On second thoughts, she decided to stay in Ha Noi without their notice, where she could see her grandchildren easily without spending lots of time and money to travel. Her daughter or the daughter's husband were the only ones to visit her at the dome gate.
* * *
Early in winter, the sunshine became weaker and the wind turned a bit colder. In those days, in addition to picking up frangipani flowers, she also walked around in the Phuc Tan area to collect medicinal plants. After drying them, she would carry bags full of dried herbs to Lan Ong street and supply shops selling oriental medical products.

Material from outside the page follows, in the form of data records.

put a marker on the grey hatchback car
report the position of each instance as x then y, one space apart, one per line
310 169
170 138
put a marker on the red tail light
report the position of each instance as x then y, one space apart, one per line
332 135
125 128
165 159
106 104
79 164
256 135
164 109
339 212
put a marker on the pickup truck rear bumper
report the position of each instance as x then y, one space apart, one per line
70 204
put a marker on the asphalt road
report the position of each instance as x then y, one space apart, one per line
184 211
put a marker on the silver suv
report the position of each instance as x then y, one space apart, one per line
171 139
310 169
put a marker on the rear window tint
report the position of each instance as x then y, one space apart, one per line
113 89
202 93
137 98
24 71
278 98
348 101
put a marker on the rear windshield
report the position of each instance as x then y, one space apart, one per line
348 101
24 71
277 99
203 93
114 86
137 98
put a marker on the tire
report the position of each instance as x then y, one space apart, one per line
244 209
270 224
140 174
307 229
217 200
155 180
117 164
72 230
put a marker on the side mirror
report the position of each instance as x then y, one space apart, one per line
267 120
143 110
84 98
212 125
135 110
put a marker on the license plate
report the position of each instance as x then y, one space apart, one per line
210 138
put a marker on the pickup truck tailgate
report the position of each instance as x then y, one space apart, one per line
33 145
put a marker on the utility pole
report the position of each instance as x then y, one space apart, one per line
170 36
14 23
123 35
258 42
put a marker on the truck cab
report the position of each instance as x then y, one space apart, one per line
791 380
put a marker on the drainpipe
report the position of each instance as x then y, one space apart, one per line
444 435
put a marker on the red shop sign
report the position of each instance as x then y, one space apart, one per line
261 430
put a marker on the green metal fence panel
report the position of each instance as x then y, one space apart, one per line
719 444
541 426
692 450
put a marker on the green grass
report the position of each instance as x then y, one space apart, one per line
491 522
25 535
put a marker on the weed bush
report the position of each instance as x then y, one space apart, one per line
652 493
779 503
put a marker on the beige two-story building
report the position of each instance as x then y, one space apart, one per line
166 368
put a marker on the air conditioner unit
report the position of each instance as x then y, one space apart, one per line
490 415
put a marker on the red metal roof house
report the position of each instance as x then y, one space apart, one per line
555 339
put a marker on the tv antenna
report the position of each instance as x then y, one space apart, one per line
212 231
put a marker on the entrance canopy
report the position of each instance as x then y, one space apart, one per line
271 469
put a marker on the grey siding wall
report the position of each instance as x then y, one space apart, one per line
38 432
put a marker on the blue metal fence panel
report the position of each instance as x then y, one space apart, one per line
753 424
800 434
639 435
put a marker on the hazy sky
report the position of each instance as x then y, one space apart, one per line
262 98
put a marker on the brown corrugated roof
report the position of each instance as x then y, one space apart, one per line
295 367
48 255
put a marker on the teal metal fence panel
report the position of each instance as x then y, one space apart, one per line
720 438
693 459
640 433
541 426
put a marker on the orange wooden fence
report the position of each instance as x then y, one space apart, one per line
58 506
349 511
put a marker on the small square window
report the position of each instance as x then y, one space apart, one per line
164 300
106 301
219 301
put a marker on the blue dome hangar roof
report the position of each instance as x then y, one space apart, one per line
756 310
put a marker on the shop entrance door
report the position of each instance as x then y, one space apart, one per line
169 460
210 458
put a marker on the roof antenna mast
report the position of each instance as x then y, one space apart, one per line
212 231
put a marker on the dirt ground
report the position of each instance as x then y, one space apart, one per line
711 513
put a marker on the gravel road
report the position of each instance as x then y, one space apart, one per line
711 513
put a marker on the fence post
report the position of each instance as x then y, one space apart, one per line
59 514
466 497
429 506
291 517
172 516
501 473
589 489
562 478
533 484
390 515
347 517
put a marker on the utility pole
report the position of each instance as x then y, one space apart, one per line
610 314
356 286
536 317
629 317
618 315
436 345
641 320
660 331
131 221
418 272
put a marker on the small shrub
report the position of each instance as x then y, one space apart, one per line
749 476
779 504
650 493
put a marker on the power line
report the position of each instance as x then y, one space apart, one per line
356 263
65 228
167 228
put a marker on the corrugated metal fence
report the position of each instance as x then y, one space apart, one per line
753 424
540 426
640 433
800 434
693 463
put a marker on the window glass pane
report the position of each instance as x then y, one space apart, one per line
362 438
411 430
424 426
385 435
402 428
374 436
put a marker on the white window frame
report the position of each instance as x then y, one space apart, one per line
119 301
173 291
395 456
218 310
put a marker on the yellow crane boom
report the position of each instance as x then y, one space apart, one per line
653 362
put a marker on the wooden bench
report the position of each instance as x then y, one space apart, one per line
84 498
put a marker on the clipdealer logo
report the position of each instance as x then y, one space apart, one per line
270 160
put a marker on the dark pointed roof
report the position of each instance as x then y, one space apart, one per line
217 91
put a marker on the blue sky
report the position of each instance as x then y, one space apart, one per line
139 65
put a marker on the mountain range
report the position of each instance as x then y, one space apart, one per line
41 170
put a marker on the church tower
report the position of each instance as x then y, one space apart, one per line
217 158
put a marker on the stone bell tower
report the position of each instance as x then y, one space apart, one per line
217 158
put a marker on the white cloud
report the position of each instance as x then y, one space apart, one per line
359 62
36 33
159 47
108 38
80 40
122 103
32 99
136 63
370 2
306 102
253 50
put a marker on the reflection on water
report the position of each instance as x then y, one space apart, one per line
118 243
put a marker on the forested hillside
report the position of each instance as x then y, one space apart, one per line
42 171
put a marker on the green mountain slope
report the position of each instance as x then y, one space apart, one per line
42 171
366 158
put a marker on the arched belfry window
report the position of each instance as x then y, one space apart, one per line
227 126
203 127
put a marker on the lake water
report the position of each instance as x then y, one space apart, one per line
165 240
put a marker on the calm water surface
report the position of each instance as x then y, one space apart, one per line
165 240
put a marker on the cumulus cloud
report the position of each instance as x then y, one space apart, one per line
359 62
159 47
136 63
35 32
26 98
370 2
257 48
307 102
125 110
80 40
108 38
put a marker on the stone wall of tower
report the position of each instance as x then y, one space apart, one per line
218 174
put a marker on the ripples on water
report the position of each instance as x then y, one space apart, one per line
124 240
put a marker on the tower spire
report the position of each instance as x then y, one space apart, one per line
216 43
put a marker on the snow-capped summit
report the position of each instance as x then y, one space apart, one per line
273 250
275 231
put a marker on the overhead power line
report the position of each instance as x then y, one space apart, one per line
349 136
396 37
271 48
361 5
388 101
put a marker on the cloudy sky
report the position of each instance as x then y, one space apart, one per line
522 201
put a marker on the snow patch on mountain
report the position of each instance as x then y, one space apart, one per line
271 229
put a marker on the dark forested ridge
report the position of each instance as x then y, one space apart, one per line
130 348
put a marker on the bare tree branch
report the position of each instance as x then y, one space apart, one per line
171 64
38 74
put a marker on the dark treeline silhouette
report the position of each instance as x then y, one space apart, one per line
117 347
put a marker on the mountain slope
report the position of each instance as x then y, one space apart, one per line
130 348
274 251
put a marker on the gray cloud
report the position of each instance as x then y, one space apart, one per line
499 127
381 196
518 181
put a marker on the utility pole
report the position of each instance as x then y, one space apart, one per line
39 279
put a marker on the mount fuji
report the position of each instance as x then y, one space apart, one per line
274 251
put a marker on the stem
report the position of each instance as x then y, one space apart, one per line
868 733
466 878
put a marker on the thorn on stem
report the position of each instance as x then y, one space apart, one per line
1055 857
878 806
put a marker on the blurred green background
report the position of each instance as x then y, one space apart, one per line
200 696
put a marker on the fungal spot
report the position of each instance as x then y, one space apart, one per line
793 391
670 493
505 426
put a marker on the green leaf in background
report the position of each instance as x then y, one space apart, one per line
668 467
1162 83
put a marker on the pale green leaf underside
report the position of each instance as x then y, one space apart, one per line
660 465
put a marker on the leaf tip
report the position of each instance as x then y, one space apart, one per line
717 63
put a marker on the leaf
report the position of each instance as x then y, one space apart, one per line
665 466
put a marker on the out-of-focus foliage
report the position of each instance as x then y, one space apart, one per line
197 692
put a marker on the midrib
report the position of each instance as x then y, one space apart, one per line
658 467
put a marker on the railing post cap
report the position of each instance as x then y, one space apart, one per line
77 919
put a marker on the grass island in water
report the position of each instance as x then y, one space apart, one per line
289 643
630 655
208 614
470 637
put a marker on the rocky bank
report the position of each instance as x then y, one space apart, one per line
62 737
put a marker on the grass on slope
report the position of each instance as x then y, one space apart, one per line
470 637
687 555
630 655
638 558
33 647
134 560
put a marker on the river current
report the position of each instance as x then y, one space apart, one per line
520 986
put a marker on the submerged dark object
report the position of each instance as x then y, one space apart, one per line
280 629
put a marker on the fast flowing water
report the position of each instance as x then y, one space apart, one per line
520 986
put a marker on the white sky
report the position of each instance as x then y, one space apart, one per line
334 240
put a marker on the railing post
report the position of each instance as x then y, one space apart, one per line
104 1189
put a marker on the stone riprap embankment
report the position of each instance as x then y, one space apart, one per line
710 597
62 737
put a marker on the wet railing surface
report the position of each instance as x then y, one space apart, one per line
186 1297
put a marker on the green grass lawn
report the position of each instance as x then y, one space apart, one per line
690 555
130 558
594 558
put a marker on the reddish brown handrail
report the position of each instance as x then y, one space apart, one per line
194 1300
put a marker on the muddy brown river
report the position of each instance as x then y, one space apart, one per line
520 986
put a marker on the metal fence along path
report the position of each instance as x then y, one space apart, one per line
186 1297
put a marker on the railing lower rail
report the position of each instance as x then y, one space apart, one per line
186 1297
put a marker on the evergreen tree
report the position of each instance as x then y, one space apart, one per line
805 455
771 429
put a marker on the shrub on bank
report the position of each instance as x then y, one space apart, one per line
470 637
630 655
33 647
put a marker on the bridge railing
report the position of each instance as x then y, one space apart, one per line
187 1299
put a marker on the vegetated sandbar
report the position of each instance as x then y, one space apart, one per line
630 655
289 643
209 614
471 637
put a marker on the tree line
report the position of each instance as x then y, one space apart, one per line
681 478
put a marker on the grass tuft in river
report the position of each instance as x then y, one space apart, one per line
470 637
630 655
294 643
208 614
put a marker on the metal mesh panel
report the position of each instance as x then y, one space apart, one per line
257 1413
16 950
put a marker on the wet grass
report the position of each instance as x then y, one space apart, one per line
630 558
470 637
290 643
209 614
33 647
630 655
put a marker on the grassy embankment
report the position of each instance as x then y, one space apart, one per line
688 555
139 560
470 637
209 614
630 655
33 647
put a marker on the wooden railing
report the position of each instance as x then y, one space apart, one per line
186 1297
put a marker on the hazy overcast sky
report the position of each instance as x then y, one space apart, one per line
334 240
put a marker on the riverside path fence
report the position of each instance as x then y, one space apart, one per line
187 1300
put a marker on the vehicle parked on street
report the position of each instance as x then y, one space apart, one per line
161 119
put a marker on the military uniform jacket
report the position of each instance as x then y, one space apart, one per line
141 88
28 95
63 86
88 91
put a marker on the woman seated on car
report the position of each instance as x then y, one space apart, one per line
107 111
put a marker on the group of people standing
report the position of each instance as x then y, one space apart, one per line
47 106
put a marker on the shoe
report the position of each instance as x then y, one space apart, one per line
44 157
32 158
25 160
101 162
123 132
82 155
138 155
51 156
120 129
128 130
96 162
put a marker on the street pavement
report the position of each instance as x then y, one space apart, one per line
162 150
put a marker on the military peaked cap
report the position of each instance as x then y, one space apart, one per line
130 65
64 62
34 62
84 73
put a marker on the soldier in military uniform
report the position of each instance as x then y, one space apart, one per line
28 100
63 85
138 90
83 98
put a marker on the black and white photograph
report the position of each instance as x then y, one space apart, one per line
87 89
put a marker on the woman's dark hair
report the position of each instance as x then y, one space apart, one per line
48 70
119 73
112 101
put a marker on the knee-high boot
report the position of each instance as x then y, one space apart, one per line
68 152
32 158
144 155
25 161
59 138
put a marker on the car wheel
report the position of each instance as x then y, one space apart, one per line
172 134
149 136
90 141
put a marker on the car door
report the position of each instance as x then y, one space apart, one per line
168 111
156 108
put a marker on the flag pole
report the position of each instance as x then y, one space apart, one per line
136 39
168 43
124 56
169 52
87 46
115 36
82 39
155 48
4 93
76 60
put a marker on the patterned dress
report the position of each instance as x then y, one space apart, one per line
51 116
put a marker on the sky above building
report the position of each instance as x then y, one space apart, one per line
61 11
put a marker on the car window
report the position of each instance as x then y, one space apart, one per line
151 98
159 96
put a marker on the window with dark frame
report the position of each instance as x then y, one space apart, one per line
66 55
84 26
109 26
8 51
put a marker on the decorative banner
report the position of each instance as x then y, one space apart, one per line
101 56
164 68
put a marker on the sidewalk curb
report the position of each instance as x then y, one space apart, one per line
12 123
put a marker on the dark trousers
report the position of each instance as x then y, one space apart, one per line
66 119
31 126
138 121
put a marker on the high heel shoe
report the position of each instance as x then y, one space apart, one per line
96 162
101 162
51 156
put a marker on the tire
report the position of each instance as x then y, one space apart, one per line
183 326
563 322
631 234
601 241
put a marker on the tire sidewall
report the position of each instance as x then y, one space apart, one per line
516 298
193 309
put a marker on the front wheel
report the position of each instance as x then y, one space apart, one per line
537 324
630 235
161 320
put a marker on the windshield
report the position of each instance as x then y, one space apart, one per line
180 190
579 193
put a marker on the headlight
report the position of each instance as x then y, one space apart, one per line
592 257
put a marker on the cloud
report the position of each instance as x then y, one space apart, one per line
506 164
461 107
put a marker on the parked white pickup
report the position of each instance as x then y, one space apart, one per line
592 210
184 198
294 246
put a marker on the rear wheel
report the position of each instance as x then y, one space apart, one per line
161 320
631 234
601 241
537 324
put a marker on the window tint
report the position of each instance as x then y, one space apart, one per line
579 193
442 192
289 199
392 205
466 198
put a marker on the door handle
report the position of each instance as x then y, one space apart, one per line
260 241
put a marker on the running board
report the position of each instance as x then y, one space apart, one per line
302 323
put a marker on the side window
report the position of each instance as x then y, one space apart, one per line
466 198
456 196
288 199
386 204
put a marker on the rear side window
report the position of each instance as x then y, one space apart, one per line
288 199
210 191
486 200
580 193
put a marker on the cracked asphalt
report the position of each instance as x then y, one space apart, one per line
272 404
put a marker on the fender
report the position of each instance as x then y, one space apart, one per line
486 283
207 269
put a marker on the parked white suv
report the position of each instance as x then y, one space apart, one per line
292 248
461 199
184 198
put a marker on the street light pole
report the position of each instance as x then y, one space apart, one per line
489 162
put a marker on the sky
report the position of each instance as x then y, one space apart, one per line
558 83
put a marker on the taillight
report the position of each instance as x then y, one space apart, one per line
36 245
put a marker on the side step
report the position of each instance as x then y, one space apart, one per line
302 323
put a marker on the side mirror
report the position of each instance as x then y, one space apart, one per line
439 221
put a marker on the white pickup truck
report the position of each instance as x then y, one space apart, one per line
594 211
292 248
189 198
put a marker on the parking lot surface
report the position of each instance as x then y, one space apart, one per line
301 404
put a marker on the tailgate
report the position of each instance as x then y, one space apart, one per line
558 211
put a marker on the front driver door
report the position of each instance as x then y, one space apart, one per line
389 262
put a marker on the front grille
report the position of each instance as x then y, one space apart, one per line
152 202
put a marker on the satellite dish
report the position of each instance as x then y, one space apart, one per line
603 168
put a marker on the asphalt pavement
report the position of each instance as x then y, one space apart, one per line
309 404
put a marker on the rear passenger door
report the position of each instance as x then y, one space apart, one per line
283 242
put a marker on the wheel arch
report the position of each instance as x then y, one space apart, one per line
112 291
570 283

Seeing the old woman lead such an austere life with frugal food habits, the tea seller close to her temporary shelter asked her, "Why do you have to live such a life when you've got lots of money to spare?"
"For the sake of my little grandchildren, that's all."
"Why haven't your sons and daughters-in-law ever visited you during the whole past year?" The tea seller's voice showed her skepticism.
"I told them that I would live in the country, very far, far away from here, and that they should save their money for their kids' schooling rather than squander their hard-earned income on unnecessary travels," she said in anguish, trying to conceal their filial impiety.
* * *
Many years had passed. Every time I went to Ha Noi on business, I rode my bicycle along the streets of Ly Nam De and Phan Dinh Phung. As I did I remembered the tall and thin old woman with hoary hair under a coarse cloth turban carrying two big bamboo baskets full of bundles of medical herbs on the pavement, walking with unsteady steps.
I wondered: Did she pass away in her native village amidst the cries of her children and grandchildren? Or did she go one night as she slept soundly under the large dome gate at the street corner?
I was unable to see any familiar among vendors of those years so I could get some information about her.
Is a human life so easily forgettable, leaving behind no trace for today or tomorrow?